The current energy crisis demands the development of new sustainable energy sources and devices with low environmental impact, including in the field of electrochemical cells. Mass transport limitations can reduce the overall performance of the device by limiting the flux of reactants towards the electrodes.
The optimization of mass transport in electrochemical devices can be achieved by designing appropriate gas diffusion electrodes (GDE) that maximize reactants diffusion and minimize undesired processes such as liquid water saturation in proton exchange membrane fuel cells (PEMFC). Gas diffusion electrodes in PEMFC consist of a gas diffusion layer (GDL) bearing a catalyst layer (CL). The GDL is further divided into a macroporous substrate (MPS) and a microporous layer (MPL). The fundamental understanding of gas and water transport in GDEs requires a detailed knowledge of their pore network structure, which encompasses pore sizes in the range of tenths of nanometers in the CL and MPL. As such, electron imaging represents a fundamental tool in characterizing GDEs.

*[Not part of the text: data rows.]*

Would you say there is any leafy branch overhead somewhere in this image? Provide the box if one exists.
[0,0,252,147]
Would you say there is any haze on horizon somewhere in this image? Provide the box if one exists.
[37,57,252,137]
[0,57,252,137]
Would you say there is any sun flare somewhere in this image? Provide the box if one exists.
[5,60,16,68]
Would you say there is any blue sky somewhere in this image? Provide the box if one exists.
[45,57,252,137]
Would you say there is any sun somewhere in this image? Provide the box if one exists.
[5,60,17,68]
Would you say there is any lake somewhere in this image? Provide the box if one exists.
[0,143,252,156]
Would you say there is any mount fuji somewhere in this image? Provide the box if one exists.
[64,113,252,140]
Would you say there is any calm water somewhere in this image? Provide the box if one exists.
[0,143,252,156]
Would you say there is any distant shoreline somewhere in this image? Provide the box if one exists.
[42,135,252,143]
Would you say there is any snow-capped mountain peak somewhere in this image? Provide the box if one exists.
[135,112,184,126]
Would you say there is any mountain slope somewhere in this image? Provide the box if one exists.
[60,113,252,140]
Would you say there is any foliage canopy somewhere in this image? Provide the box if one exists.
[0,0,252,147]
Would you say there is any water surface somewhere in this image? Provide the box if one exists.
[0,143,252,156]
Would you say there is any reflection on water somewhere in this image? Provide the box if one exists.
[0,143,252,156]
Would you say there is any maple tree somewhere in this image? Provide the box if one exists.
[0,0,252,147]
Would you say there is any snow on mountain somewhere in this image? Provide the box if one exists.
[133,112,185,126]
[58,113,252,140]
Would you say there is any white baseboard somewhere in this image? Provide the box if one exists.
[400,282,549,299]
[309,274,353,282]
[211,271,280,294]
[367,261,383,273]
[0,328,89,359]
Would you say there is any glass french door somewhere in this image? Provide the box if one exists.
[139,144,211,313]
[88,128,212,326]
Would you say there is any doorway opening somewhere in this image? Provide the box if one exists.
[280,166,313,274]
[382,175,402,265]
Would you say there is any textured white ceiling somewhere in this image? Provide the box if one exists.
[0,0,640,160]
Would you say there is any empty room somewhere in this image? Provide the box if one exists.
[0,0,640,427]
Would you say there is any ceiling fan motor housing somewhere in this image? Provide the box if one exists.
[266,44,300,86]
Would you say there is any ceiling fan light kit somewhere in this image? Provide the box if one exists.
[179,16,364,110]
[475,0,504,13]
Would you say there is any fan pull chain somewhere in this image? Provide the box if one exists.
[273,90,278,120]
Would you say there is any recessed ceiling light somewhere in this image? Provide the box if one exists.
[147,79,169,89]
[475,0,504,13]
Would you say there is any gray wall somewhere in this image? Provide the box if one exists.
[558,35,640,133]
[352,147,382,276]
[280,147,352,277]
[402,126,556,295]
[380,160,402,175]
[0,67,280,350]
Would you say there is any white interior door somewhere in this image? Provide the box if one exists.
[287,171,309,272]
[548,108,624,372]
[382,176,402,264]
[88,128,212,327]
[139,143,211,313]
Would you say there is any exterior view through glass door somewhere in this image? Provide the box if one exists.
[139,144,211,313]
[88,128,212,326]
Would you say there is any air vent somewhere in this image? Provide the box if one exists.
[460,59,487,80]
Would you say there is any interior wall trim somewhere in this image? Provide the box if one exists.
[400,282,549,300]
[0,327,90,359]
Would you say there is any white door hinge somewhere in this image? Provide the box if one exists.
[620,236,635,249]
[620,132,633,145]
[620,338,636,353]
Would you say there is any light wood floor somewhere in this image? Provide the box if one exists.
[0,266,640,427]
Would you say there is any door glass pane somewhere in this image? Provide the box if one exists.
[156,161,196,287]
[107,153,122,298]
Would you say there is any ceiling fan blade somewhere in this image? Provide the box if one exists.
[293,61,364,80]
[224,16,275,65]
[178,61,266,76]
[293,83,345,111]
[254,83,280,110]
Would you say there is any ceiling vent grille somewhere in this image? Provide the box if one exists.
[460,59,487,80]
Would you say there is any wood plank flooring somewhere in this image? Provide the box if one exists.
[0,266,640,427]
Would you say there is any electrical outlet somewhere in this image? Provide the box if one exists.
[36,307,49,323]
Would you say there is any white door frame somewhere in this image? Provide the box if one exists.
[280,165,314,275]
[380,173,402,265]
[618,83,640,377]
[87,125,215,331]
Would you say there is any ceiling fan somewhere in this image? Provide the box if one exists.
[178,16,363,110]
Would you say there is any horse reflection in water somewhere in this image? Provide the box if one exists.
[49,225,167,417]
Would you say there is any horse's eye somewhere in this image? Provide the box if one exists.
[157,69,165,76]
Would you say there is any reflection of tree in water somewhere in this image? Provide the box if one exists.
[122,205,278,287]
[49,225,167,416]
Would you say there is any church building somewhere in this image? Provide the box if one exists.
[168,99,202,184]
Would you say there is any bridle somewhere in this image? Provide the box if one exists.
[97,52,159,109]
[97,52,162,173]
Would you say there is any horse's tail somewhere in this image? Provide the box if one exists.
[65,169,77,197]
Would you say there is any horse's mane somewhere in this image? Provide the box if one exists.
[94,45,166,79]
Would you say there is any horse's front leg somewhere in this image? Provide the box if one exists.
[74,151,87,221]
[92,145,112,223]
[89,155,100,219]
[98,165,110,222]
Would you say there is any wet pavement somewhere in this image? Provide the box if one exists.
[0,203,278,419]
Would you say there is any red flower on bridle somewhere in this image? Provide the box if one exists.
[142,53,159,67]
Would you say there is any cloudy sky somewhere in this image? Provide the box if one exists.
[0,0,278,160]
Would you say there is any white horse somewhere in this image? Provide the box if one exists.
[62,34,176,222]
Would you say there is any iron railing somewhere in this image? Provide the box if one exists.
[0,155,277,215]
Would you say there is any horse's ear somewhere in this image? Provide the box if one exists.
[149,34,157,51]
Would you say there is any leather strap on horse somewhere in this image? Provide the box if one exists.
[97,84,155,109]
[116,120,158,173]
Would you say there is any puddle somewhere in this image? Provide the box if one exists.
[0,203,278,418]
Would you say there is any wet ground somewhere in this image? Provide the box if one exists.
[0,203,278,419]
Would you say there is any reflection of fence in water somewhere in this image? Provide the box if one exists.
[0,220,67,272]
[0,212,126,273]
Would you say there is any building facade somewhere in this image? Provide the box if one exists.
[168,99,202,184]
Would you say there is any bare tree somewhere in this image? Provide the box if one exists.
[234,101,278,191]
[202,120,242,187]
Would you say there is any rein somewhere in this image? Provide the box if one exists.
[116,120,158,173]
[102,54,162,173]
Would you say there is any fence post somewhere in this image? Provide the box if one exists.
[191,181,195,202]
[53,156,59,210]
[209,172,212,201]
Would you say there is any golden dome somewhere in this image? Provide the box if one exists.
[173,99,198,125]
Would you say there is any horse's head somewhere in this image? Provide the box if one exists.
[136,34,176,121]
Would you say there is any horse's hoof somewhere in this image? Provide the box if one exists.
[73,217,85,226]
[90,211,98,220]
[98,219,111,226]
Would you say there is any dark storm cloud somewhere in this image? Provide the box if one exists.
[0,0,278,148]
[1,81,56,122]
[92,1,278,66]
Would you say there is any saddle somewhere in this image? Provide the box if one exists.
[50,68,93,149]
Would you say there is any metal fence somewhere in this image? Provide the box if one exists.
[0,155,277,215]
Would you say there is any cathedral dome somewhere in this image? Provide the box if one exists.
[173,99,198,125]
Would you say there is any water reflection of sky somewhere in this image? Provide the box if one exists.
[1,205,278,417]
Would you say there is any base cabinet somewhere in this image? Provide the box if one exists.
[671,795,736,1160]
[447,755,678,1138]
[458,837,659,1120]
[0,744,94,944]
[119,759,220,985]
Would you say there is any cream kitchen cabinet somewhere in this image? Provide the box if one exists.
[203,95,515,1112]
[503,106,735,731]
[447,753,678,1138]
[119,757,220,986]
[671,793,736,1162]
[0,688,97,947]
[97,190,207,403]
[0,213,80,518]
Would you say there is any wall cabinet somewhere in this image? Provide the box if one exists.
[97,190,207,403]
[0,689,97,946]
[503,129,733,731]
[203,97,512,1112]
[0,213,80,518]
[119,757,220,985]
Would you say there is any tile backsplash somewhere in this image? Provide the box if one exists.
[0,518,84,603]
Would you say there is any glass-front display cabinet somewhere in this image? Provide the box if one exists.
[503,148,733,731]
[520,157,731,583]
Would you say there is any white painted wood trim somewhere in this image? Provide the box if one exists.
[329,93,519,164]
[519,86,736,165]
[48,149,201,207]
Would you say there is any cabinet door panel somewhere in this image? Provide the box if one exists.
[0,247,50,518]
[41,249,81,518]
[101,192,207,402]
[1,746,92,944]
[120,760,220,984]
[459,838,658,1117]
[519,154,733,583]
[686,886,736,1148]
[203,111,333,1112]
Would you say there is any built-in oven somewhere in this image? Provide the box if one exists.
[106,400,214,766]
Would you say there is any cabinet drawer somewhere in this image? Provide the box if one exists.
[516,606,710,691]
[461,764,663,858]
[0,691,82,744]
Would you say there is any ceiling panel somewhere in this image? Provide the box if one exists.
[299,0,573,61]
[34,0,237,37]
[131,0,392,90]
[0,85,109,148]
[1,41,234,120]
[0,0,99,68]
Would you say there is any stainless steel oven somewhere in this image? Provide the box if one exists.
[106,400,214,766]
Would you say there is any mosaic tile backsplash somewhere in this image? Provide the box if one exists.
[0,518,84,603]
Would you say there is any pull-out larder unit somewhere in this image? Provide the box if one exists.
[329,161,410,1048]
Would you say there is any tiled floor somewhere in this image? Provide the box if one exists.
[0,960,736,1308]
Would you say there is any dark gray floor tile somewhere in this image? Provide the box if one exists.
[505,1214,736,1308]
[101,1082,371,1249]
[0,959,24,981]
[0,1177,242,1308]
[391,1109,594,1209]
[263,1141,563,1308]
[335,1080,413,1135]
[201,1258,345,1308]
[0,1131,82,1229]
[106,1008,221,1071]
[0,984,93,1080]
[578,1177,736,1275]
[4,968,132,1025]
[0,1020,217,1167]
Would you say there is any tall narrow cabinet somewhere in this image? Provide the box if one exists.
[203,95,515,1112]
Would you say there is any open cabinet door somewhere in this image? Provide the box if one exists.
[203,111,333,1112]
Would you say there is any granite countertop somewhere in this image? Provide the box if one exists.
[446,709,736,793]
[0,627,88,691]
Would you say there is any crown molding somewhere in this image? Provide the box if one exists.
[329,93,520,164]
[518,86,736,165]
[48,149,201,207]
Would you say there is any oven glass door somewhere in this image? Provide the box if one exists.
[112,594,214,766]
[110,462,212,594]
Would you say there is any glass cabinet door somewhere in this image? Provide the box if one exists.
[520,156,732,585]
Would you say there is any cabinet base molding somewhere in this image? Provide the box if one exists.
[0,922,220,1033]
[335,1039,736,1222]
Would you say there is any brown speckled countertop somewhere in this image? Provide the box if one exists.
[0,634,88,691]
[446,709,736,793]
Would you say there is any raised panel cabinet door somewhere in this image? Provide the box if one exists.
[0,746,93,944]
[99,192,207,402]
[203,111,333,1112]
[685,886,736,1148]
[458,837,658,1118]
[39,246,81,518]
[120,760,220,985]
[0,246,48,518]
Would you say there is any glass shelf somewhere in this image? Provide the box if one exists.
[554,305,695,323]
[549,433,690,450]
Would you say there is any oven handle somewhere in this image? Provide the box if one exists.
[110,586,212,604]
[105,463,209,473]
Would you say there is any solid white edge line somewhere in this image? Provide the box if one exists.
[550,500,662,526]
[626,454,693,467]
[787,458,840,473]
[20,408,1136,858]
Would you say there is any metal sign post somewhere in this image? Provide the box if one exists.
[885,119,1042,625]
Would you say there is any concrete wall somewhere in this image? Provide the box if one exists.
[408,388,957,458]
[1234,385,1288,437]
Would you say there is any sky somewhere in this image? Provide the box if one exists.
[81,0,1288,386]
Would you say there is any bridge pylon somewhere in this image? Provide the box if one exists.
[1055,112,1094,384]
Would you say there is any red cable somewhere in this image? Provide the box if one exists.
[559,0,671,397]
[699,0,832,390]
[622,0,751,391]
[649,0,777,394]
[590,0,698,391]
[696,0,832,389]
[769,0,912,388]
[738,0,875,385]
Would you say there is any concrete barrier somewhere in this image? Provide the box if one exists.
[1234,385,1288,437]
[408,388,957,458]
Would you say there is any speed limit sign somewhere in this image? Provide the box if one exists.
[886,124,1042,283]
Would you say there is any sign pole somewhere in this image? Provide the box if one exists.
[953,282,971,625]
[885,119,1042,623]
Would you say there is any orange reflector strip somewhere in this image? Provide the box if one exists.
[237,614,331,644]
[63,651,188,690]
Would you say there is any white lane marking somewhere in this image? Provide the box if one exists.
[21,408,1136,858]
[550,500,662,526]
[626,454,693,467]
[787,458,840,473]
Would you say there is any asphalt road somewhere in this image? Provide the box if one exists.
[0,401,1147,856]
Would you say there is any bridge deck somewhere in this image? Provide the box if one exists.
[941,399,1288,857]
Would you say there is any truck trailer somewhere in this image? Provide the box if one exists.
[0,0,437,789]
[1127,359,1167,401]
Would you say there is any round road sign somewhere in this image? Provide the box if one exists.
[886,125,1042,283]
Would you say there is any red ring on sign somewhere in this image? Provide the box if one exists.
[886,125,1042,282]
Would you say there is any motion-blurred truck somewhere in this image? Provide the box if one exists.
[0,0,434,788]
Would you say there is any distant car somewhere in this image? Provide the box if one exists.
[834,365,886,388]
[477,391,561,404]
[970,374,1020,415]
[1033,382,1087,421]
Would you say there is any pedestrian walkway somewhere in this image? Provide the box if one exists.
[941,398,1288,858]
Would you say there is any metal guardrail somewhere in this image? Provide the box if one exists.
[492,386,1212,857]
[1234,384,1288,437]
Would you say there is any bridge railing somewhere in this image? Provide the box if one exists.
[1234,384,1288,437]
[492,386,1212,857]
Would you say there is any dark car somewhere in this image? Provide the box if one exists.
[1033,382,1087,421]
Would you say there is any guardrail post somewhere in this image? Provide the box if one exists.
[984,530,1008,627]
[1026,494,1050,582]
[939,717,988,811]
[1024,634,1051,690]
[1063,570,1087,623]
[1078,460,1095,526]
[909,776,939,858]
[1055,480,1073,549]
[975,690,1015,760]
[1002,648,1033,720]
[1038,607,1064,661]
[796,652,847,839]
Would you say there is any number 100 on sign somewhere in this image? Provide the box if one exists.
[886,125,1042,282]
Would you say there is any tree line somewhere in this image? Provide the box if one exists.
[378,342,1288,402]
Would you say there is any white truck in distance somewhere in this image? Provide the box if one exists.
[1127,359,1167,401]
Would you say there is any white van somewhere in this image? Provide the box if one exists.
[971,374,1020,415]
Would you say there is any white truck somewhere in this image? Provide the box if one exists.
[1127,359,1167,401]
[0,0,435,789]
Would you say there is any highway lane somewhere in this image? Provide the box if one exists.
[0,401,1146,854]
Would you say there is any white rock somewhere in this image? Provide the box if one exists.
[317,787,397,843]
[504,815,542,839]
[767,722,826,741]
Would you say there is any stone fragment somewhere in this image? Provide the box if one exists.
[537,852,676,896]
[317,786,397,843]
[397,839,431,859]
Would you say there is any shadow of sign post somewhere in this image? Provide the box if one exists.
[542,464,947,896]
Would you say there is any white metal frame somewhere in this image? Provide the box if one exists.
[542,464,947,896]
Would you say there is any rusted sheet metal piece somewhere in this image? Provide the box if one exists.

This thesis aims to provide new insights into the analysis of diffusion media with electron microscopy, including focused ion beam-scanning electron microscope (FIB-SEM) tomography to investigate the 3D structure of the pore network, and environmental scanning electron microscopy (ESEM) to observe liquid water behaviour. The study focuses on the characterization of constrictions size and effective tortuosity as MPL descriptors, and the monitoring of liquid water condensation in catalyst layers (CLs) and microporous layers (MPLs) with different structural parameters and surface hydrophobicity. The results highlight the key role of constrictions size in water evacuation, the fundamental contribution of narrower size pore connectivity increasing the effective tortuosity in hydrophilic MPLs, and the effect of structural parameters on water condensation. Ultimately, the design of a novel fuel cell operando ESEM stage is proposed.